तस्मिञ्छुक्लमुत नीलमाहुः पिङ्गलं हरितं लोहितं च ।
एष पन्था ब्रह्मणा हानुवित्तः, तेनैति ब्रह्मवित्पुण्यकृत्तैजसश्च ॥ ९ ॥
tasmiñchuklamuta nīlamāhuḥ piṅgalaṃ haritaṃ lohitaṃ ca |
eṣa panthā brahmaṇā hānuvittaḥ, tenaiti brahmavitpuṇyakṛttaijasaśca || 9 ||
9. Some speak of it as white, others as blue, grey, green, or red. This path is realised by a Brāhmaṇa (knower of Brahman). Any other knower of Brahman who has done good deeds and is identified with the Supreme Light, (also) treads this path.
Seekers after liberation are at variance regarding this path leading to liberation. How? Some aspirants speak of it as white, pure or limpid, others as blue, others as grey, green, or red, according to their experience. In reality, however, they are the nerves Suṣumnā and so forth, filled with phlegm and other liquids, for they have been mentioned in the words, ‘(Filled) with white, blue, grey,’ etc. (IV. iii. 20). Or they consider the sun to be this path of liberation, because of the reference in another Śruti, ‘He is white, he is blue,’ etc. (Ch. VIII. vi. 1). Besides, the path of realisation cannot have any colour, white or any other. In either case these white and other colours refer to some other path than that of knowledge of Brahman, which is the one under consideration.
It may be urged that the word ‘white’ refers to the pure monistic path. To this we reply: Not so, for it is enumerated along with the words, ‘blue,’ ‘yellow,’ etc., denoting colour. The white and other paths that the Yogins designate as the paths of liberation, are not really such, for they fall within the range of relative existence. They merely lead to the world of Hiraṇyagarbha and so on, for they relate to the exit through particular parts of the body: ‘Through the eye, or through the head, or through any other part of the body’ (IV. iv. 2). Therefore the path of liberation is the absorption of the body and the organs such as the eye in this very life, like the going out of a lamp—when transmigration is impossible, owing to the exhaustion of all desires through their attainment by the transformation of all objects of desire as the Self. This path of knowledge is realised by a Brāhmaṇa who has given up all his desires, and become one with the Supreme Self. Any other knower of Brahman also treads this path of the knowledge of Brahman. What kind of knower of Brahman? Who first of all has done good deeds and then given up the desire for children etc., and is identified with the Supreme Light—by connecting himself with the Light of the Supreme Self, is metamorphosed into that, that is, has become the Ātman in this very life. Such a knower of Brahman treads this path.

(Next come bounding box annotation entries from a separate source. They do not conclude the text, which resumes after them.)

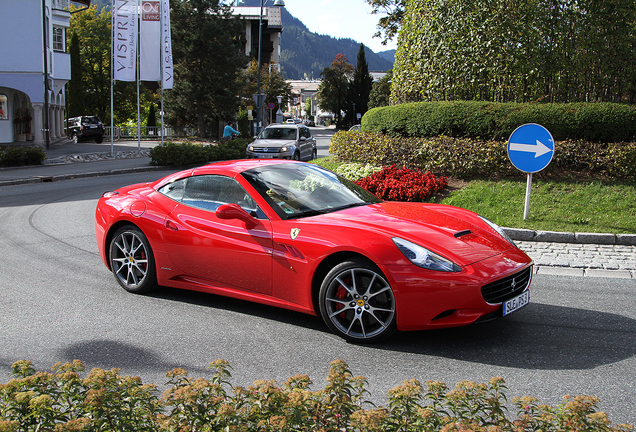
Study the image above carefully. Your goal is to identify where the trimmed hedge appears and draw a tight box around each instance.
[0,360,633,432]
[329,132,636,179]
[0,147,46,167]
[362,101,636,142]
[150,138,251,166]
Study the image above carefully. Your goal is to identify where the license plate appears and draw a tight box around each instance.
[504,291,530,316]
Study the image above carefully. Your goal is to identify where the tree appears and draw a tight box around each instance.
[240,60,292,126]
[69,5,111,120]
[350,44,373,124]
[365,0,406,45]
[164,0,247,138]
[316,54,354,124]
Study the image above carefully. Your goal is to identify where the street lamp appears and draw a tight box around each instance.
[256,0,285,134]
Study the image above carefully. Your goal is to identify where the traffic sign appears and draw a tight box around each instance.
[508,123,554,173]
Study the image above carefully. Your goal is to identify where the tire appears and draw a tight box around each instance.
[109,225,157,294]
[319,260,397,343]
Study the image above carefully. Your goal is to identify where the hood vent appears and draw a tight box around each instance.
[453,230,472,238]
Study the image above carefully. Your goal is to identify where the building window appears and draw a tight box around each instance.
[53,27,64,51]
[0,94,9,120]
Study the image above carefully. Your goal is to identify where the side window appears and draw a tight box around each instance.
[158,179,187,201]
[182,175,265,218]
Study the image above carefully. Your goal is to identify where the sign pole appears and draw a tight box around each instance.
[523,173,532,220]
[508,123,554,220]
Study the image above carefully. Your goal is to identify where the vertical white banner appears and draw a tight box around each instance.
[161,0,173,89]
[113,0,137,81]
[139,0,161,81]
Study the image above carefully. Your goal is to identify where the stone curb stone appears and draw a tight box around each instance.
[534,231,575,243]
[574,233,616,245]
[585,269,632,279]
[502,227,535,241]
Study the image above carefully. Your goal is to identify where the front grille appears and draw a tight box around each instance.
[253,147,280,153]
[481,266,532,304]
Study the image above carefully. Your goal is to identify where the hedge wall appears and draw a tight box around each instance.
[362,101,636,142]
[329,132,636,178]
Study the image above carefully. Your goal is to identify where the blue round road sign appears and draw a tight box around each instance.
[508,123,554,173]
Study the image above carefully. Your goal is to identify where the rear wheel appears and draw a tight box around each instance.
[319,260,397,342]
[110,225,157,294]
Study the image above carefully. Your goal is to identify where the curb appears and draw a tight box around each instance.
[503,228,636,246]
[0,166,167,187]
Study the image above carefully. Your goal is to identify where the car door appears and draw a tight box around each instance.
[164,175,272,294]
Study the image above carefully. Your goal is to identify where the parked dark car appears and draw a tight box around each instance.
[64,116,104,144]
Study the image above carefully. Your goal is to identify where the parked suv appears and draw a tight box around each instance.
[245,123,317,160]
[64,116,104,144]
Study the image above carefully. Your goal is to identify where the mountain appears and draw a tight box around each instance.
[85,0,395,80]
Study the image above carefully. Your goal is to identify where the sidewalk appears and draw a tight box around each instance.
[0,139,636,279]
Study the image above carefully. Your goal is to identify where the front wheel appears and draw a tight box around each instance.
[110,225,157,294]
[319,260,397,343]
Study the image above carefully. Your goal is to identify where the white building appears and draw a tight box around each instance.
[0,0,90,146]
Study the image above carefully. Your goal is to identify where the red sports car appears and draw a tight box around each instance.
[95,159,532,342]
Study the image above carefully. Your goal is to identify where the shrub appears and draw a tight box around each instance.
[356,165,448,202]
[0,147,46,166]
[330,132,636,179]
[0,360,633,432]
[361,101,636,142]
[150,138,250,166]
[334,162,382,181]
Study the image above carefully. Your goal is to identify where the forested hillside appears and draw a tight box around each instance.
[92,0,393,79]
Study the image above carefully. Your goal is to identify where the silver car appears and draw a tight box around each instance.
[245,124,318,160]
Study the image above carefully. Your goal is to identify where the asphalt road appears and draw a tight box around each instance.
[0,171,636,424]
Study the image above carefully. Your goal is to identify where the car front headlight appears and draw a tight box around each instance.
[391,237,461,272]
[479,216,517,247]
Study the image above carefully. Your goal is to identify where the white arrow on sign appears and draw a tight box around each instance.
[510,140,552,158]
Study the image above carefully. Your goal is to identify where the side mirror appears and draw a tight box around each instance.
[216,204,258,229]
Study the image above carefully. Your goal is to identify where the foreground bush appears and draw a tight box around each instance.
[150,138,250,166]
[362,101,636,142]
[0,147,46,166]
[0,360,633,432]
[329,132,636,179]
[355,165,448,202]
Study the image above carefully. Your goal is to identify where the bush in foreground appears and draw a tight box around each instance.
[355,165,448,202]
[0,360,633,432]
[329,132,636,179]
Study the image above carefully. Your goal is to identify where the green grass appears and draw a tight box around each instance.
[442,179,636,234]
[316,157,636,234]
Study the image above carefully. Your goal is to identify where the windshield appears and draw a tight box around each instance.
[258,127,297,140]
[242,163,381,219]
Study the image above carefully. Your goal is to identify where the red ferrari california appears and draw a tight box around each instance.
[95,159,532,342]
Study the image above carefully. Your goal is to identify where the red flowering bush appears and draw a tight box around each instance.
[355,165,448,202]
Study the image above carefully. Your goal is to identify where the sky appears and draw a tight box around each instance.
[280,0,397,53]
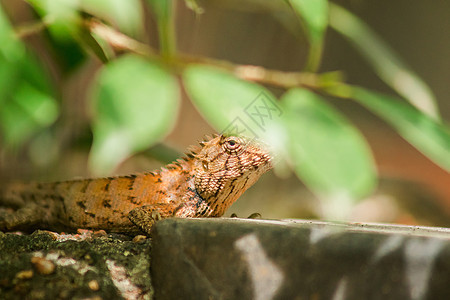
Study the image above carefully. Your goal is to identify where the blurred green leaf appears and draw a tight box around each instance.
[281,89,376,201]
[184,0,205,15]
[352,87,450,172]
[288,0,328,72]
[330,3,439,119]
[89,55,180,174]
[28,0,85,72]
[288,0,328,42]
[183,65,279,138]
[80,0,143,36]
[147,0,176,60]
[0,7,58,147]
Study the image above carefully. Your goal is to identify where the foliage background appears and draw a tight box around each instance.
[0,0,450,225]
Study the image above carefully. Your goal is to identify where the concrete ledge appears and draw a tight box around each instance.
[151,219,450,300]
[0,230,152,300]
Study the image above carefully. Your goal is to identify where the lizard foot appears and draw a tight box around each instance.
[128,203,173,235]
[230,213,261,219]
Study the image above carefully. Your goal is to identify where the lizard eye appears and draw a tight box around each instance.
[224,138,241,151]
[202,161,208,172]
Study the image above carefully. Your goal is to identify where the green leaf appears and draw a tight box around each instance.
[289,0,328,42]
[0,6,58,148]
[330,3,439,119]
[28,0,85,72]
[281,89,376,202]
[147,0,176,60]
[352,87,450,172]
[183,65,282,138]
[288,0,328,72]
[89,55,180,174]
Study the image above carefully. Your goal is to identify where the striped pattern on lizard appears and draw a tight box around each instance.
[0,135,272,234]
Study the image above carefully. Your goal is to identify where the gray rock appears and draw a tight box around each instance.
[0,231,152,299]
[151,219,450,300]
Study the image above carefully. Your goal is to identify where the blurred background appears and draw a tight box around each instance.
[0,0,450,226]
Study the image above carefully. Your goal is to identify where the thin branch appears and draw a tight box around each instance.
[14,19,322,89]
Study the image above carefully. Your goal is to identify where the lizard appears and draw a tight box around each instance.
[0,135,272,235]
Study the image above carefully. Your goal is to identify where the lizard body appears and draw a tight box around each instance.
[0,135,272,234]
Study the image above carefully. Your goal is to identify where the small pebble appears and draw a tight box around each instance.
[31,257,55,275]
[88,280,100,291]
[16,270,33,279]
[133,234,147,243]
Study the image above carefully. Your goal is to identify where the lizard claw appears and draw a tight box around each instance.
[128,203,173,235]
[230,213,261,219]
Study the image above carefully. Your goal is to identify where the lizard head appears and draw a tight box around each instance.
[189,135,272,215]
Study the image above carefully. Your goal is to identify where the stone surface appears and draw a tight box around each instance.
[151,219,450,300]
[0,231,152,299]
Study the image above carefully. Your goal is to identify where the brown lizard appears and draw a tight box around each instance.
[0,135,272,234]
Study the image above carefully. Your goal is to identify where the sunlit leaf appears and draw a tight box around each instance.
[147,0,176,59]
[28,0,85,72]
[352,87,450,172]
[90,55,179,174]
[0,7,58,147]
[288,0,328,41]
[183,65,282,142]
[281,89,376,201]
[330,3,439,119]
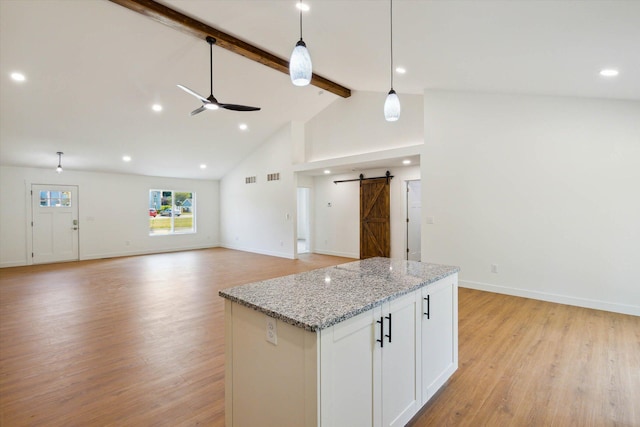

One who combines good work with knowledge is not meant here, for we have said that these are contradictory. The Smṛti too says, ‘Salutation to that Embodiment of Liberation whom serene monks, fearless about rebirth, attain after the cessation of the effects of their good and bad deeds’ (Mbh. XII. xlvi. 56). There is also the exhortation to relinquish merit and demerit: ‘Give up doing good and evil’ (Mbh. XII. cccxxxvii. 40). And there are the following Smṛti passages: ‘The gods consider him a knower of Brahman who has no desires, who undertakes no work, who does not salute or praise anybody, and whose work has been exhausted, but who himself is unchanged’ (Mbh. XII. cclxix. 34), and ‘For a knower of Brahman there is no wealth comparable to unity, sameness, truthfulness, virtue, steadfastness, noninjury, candour, and withdrawal from all activities’ (Mbh. XII. clxxiv. 37). Here also the Śruti, a little further on, after giving the reason why work will be unnecessary, in the passage, ‘This is the eternal glory of a knower of Brahman: it neither increases nor decreases through work’ (IV iv. 23), will advise the giving up of all activities in the words, ‘Therefore he who knows it as such becomes self-con trolled, calm,’ etc.. (Ibid.). Therefore the clause, ‘Who has done good deeds,’ should be explained as we have done. Or the sentence may mean: The knower of Brahman who treads this path is a doer of good deeds and a Yogin who has controlled his senses. Thus it is a eṇlogy on the knowledge of Brahman. A doer of good and a Yogin of this type are considered highly fortunate people in the world. Hence these two epithets serve to glorify the knower of Brahman.